Dal Cason, TA. The characterization of some 3,4-methylenedioxycathinone (MDCATH) homologs. Forens. Sci. Intl., 1997, 87 (1), 9–53. pdf 909 kB. doi:10.1016/S0379-0738(97)02133-6

From http://isomerdesign.com/PiHKAL/explore.php?domain=pk&id=2122

(isomerdesign usually cites references of research done on the compound they have a profile for)



Also see: http://www.bluelight.ru/vb/archive/index.php/t-323037.html

 

Quite a bit actually. A chemical can have many analogs. MDMA is an analog of MDA for example.

 

I was just searching around for bk-MDA information online, wondering why there was no info. I acquired it as a legal RD in Japan.

The chemical name written on the product is 2-Amino-1-3,4-,ethylenedioxyphenyl)propan-1-one Hydrochloride.

I can give experience-based info as to its effects on humans. So if you anyone has any questions please.

 

i'm extremely interested.

please elaborate!

p.s:
i assume you meant to type 2-Amino-1-3,4-Methylenedioxyphenyl)propan-1-one Hydrochloride

 

yes I am very interested as well. have you tried MDA, mdma or bk-mdma? if so how would it compare to those 3?

 

sorry shermin,
yes, I meant to type 2-Amino-1-3,4-Methylenedioxyphenyl)propan-1-one Hydrochloride

Unfortunately I haven't tried bk-MDMA nor MDA so I can't provide any comparison.

bk-MDA was my first drug outside alcohol/tobacco.

I have taken it 3 times.

Dosage/duration:
At 200 mg the effects are quite benign, and taking them in the morning I was able to get a decent night's sleep. 300 mg increases the strength of the effects, but also makes it likely that in the evening you could have a tough time coming down. Last time I did 300 mg, and lied for 3-4 hours in bed, wide awake until 4 am or so. The duration was around 12 hours, with the effects lingering on for up to 24 hours at least. Even after 24 hours, when I grabbed a cup of coffee, the effects seemed to return temporarily.

For first timers, maybe start at 200 mg and if after 90 min it's not really doing too much and you can handle more, if you add in another 100 mg that should kick it up a few notches within minutes. (based on my last time taking it.)

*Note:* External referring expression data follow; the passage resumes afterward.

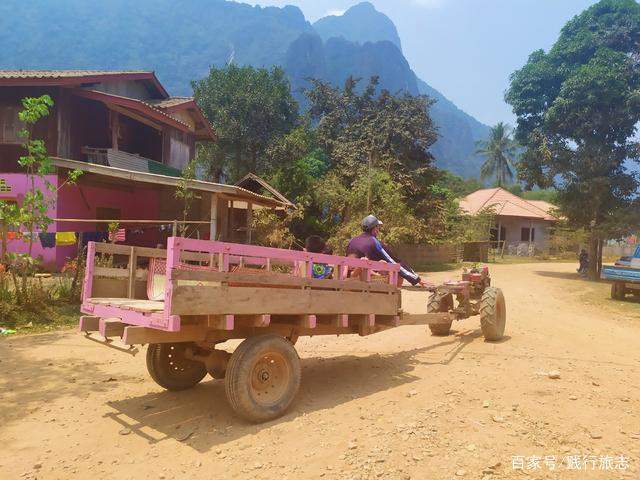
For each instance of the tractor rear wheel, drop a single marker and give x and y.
(169, 367)
(440, 303)
(618, 291)
(493, 314)
(263, 377)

It's mainly a body drug, producing physical well-being, and increased awareness and unity of mind and body in a sense. I had no appetite for food until late at night, and my libido was gone. For large parts of the duration I experienced strong contentment and bliss. I had a strong urge for meaningful communication, but as I was alone with no friend to talk to I spent time writing long personal e-mails that were more open and honest than usual.

One gets a propensity for jaw clenching, muscle tensing... but muscle tensing is enjoyable, and jaw clenching can be avoided by being conscious of the tendency

It seems if you flow and play around with physical movements you can discover a lot of cool mind/body states with this drug. As far as moving around in public influenced - your eyes are wide open so people are going to laugh at that, but communication for me is generally easier and more free-flowing so the paranoia level is low lol. Except you get laughed at a lot with your eyes being all

I'm thinking to take up either BJJ or yoga partially because of the influence of this drug. Next time I take bk-MDA I wanna be somewhere I can just jump and roll around like a maniac instead of typing on a keyboard.

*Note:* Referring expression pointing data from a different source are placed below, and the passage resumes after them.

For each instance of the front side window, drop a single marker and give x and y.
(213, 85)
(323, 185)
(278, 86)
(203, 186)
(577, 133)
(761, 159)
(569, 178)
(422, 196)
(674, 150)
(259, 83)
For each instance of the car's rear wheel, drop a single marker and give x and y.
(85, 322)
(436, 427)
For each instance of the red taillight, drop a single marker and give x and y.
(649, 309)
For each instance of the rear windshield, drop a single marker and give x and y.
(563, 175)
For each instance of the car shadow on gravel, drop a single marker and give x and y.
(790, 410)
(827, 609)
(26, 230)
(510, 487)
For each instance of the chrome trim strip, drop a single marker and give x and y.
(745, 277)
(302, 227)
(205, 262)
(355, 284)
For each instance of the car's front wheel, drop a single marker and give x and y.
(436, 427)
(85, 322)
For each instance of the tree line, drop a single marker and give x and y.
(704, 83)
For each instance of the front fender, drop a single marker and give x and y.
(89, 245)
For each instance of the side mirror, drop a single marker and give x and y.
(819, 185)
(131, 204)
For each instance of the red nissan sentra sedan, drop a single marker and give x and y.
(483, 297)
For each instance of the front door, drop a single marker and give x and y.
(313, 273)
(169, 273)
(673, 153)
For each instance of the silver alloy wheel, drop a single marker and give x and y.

I'm a drug newbie, but I can also consult with an experienced friend who I've taken it together with, so - questions welcome.

Does this sound anything like bk-MDMA or MDA?

 

I'm normally not one for reviving dead topics, but I feel this is worth being discussed again.

So what ever became of this? It sounds perfectly active and an interesting compound, and I'm especially surprised by the duration since the beta-ketone analogues tend to be much shorter lasting than their amphetamine brothers.

I've heard that the reason for it not reaching popularity is that it quickly degrades unlike other beta-ketones, but even if such degradation is quick, it can't be that quick if depraved was able to conduct trials with it before it degraded.

I imagine with correct storage it might just be the case that one wouldn't be able to stock up long term, but in the short term it'd be fine - and I understand this is a problem for vendors producing kilograms of product, but what about the people who just offer small custom synths? Why doesn't someone get some of this made?